La CMA va maintenant entrer dans une phase intensive de collecte de preuves avec les trois entreprises. En se basant sur le calendrier des affaires précédentes, attendez-vous à des conclusions initiales dans trois à six mois. Trainline, Virgin Atlantic et Red Driving School devront chacune décider de se battre contre les allégations ou de régler rapidement pour une pénalité réduite comme l'a fait l'AA. Étant donné que la coopération de l'AA a réduit son amende de 40 %, il est probable qu'au moins l'une de ces entreprises admette sa responsabilité et négocie un règlement avant la fin de 2026. Si la CMA trouve des violations, les consommateurs affectés pourraient voir des remboursements.
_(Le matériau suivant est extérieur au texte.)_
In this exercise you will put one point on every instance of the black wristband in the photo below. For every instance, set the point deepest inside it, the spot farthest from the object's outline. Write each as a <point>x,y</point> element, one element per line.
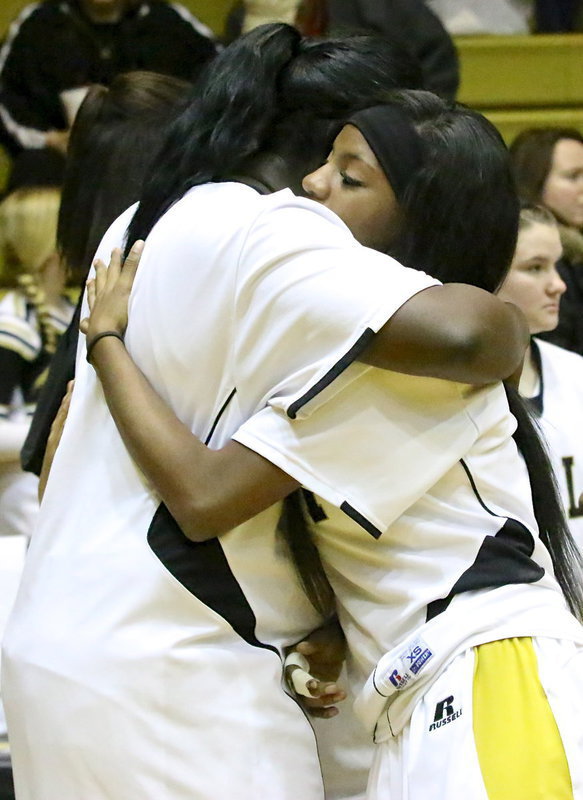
<point>97,337</point>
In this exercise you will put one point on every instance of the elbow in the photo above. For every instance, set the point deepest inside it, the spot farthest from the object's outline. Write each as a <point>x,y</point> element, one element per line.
<point>198,521</point>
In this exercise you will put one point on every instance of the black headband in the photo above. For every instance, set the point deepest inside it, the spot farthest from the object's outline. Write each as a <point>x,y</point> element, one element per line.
<point>394,141</point>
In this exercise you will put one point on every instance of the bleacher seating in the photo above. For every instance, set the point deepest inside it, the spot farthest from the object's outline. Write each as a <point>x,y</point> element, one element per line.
<point>523,81</point>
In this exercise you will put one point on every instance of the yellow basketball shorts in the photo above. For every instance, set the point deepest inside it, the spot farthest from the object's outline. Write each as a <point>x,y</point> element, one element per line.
<point>504,721</point>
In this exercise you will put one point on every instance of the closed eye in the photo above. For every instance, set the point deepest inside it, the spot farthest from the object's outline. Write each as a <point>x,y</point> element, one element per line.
<point>347,180</point>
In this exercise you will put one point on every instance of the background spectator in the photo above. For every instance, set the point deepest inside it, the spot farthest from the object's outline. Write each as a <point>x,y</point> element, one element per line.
<point>477,17</point>
<point>548,168</point>
<point>56,48</point>
<point>114,141</point>
<point>552,378</point>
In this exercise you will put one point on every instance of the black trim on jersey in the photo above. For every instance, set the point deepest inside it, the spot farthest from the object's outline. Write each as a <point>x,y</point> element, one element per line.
<point>202,568</point>
<point>339,367</point>
<point>502,559</point>
<point>360,520</point>
<point>537,402</point>
<point>315,510</point>
<point>220,414</point>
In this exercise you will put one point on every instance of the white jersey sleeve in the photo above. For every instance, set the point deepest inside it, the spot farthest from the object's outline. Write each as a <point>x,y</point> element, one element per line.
<point>400,444</point>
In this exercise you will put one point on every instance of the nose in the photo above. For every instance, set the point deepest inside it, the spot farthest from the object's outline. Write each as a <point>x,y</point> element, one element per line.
<point>317,185</point>
<point>557,285</point>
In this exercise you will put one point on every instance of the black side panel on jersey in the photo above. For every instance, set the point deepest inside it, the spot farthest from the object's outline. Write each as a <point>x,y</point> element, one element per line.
<point>203,569</point>
<point>332,373</point>
<point>502,560</point>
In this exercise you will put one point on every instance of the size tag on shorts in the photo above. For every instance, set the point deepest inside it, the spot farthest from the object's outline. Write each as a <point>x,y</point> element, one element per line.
<point>405,668</point>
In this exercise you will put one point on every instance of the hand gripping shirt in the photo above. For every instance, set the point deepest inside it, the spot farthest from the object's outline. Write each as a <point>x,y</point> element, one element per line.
<point>155,658</point>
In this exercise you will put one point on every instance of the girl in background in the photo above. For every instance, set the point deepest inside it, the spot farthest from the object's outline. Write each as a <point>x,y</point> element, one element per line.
<point>444,548</point>
<point>548,168</point>
<point>34,311</point>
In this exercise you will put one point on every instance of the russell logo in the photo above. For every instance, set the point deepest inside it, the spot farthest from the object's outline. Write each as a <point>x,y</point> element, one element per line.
<point>445,713</point>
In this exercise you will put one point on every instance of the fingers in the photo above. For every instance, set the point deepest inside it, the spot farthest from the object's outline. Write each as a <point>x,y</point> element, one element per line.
<point>114,269</point>
<point>324,704</point>
<point>100,276</point>
<point>131,263</point>
<point>91,293</point>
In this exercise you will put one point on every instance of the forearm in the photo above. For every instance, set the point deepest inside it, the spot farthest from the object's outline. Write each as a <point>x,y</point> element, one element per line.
<point>455,332</point>
<point>207,491</point>
<point>12,436</point>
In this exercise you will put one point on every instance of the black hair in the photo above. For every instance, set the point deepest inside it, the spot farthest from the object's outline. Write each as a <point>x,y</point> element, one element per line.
<point>113,143</point>
<point>269,92</point>
<point>460,218</point>
<point>532,158</point>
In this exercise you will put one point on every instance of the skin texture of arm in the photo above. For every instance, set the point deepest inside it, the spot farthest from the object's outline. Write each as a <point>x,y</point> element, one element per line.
<point>456,332</point>
<point>209,492</point>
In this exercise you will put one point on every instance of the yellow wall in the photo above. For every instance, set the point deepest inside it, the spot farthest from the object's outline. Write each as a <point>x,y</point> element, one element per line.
<point>212,12</point>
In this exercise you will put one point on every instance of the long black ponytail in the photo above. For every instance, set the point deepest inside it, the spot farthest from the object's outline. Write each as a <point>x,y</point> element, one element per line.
<point>225,121</point>
<point>553,528</point>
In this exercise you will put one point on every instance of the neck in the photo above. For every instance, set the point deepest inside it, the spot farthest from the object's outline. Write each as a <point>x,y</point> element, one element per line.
<point>102,15</point>
<point>530,378</point>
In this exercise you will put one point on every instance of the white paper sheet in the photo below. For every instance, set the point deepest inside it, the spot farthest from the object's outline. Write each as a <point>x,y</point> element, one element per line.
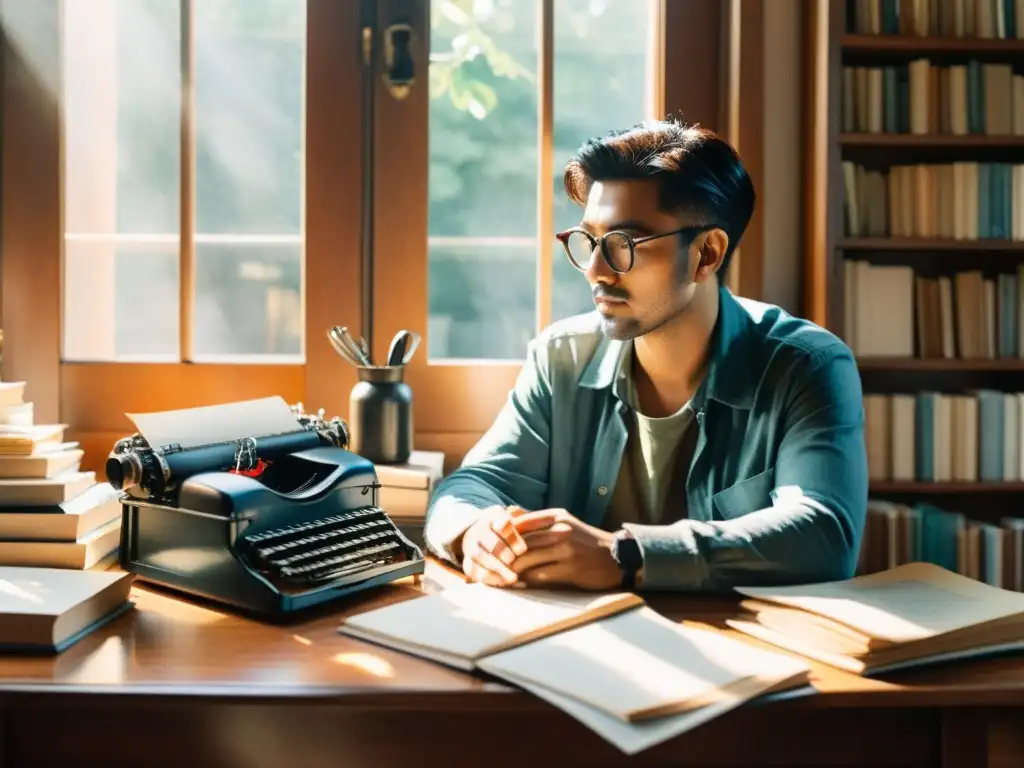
<point>210,424</point>
<point>632,737</point>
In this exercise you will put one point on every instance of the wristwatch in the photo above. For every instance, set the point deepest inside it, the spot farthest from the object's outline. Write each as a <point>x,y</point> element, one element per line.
<point>626,551</point>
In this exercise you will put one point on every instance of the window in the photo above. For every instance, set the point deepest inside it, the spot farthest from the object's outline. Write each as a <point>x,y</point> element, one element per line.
<point>183,209</point>
<point>186,223</point>
<point>467,255</point>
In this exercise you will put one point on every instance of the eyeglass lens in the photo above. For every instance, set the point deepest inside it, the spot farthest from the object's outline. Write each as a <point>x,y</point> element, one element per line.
<point>581,249</point>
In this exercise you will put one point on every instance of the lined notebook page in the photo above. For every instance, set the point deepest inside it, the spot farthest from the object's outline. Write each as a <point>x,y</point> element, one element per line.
<point>473,620</point>
<point>908,602</point>
<point>640,665</point>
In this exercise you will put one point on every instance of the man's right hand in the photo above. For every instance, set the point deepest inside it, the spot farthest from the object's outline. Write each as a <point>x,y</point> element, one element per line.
<point>489,545</point>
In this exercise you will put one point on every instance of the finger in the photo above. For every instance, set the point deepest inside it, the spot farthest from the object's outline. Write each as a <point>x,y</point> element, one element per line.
<point>488,541</point>
<point>476,572</point>
<point>557,534</point>
<point>558,572</point>
<point>544,518</point>
<point>504,527</point>
<point>535,558</point>
<point>489,562</point>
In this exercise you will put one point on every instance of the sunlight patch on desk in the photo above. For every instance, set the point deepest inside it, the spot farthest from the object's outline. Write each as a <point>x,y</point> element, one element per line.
<point>368,663</point>
<point>186,560</point>
<point>178,610</point>
<point>107,665</point>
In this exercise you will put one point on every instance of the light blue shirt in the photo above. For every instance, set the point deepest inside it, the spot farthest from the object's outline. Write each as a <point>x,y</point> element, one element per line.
<point>777,488</point>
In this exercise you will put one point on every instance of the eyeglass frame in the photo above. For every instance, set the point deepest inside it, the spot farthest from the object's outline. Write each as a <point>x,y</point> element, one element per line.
<point>632,242</point>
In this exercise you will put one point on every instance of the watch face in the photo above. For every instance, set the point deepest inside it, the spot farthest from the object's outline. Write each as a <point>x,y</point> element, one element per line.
<point>627,553</point>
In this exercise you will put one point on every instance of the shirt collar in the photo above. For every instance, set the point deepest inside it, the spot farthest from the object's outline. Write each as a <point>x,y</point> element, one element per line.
<point>729,378</point>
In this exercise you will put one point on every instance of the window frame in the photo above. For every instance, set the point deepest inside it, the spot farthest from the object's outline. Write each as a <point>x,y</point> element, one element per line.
<point>343,285</point>
<point>92,397</point>
<point>458,401</point>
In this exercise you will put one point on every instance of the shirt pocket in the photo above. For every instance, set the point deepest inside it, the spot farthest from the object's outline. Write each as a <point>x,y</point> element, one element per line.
<point>745,497</point>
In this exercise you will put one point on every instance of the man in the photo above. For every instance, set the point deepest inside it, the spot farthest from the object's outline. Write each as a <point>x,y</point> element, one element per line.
<point>678,437</point>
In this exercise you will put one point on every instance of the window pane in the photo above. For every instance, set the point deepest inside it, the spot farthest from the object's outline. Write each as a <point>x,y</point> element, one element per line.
<point>250,73</point>
<point>482,184</point>
<point>121,102</point>
<point>136,312</point>
<point>598,87</point>
<point>486,292</point>
<point>254,302</point>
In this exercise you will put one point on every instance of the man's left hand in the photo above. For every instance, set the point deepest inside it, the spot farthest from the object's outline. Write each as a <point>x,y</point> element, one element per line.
<point>566,553</point>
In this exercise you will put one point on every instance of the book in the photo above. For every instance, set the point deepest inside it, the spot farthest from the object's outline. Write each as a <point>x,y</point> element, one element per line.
<point>48,609</point>
<point>41,465</point>
<point>631,675</point>
<point>914,614</point>
<point>44,492</point>
<point>70,521</point>
<point>27,440</point>
<point>463,624</point>
<point>83,553</point>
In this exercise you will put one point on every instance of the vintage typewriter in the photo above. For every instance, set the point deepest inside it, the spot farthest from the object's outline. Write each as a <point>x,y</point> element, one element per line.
<point>267,523</point>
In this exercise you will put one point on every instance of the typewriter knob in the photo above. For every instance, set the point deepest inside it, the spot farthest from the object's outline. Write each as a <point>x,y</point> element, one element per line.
<point>124,470</point>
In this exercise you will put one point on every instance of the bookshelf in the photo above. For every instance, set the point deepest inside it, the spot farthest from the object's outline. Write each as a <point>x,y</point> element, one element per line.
<point>914,233</point>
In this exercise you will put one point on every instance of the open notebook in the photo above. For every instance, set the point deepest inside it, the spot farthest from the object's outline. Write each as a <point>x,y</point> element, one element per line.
<point>463,624</point>
<point>909,615</point>
<point>610,662</point>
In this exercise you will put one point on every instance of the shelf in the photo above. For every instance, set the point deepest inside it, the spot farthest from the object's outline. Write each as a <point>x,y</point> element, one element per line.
<point>910,486</point>
<point>929,244</point>
<point>911,44</point>
<point>931,140</point>
<point>939,364</point>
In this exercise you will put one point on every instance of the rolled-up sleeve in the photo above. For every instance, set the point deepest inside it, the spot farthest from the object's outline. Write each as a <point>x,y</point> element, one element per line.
<point>813,529</point>
<point>508,465</point>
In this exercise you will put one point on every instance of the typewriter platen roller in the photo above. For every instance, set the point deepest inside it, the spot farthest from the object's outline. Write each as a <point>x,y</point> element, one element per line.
<point>268,523</point>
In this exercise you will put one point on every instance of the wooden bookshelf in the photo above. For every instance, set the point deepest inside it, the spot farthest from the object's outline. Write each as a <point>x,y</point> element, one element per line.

L'affaire de l'AA a entraîné le retour de plus de 760 000 livres à 80 000 conducteurs en formation, tandis que StubHub a dû rembourser plus de 590 000 livres. En fonction du nombre de clients touchés et de la durée pendant laquelle le drip pricing a eu lieu, les pools de compensation pourraient être substantiels. Le régulateur a également signalé que des enquêtes en cours sur d'autres entreprises, y compris Appliances Direct, Wayfair et Gold's Gym, se poursuivent, avec des mises à jour attendues à travers l'été et l'automne 2026. L'impact sur l'industrie est presque certain. Les conseils de la CMA de novembre 2025 sur la transparence des prix ont déjà poussé des centaines d'entreprises à revoir leurs processus de paiement. Attendez-vous à une vague de conformité discrète alors que les entreprises dans les secteurs du voyage, du divertissement, de l'éducation et du commerce électronique nettoient leurs sites Web pour s'assurer que tous les frais obligatoires sont inclus dans le premier prix que les clients voient. L'alternative, une enquête publique et une amende potentielle de plusieurs millions de livres, est trop coûteuse et trop dommageable pour la réputation de la plupart des entreprises pour qu'elles prennent le risque. C'est une dissuasion réglementaire qui fonctionne exactement comme prévu.
Ce que l'histoire nous apprend
Le drip pricing a été une épine dans le pied des régulateurs pendant des décennies, mais l'application a historiquement été inefficace. Sous l'ancienne réglementation sur la protection des consommateurs contre les pratiques commerciales déloyales de 2008, la CMA devait compter sur des engagements volontaires ou passer par de longues procédures judiciaires pour forcer les entreprises à changer de comportement. Le résultat était une culture de conformité basée sur le calcul du risque minimal d'application par rapport à l'augmentation des revenus en faisant paraître les prix moins chers qu'ils ne l'étaient réellement. La loi sur les marchés numériques, la concurrence et les consommateurs de 2024 a complètement changé la donne. Inspirée par des régimes d'application directe similaires dans l'Union européenne et en Australie, la DMCCA a donné à la CMA le pouvoir d'émettre des décisions contraignantes et des sanctions financières sans avoir besoin d'une approbation judiciaire préalable. La législation cible explicitement le drip pricing, les faux avis et la vente sous pression, des pratiques qui, selon une étude du Département des affaires et du commerce de 2023, coûtaient aux consommateurs britanniques entre 595 millions et 3,5 milliards de livres par an. Ce changement représente une réévaluation fondamentale de la manière dont le Royaume-Uni régule les marchés de consommation, passant d'un modèle léger et consultatif à une approche interventionniste où le régulateur a de réels pouvoirs et n'a pas peur de les utiliser.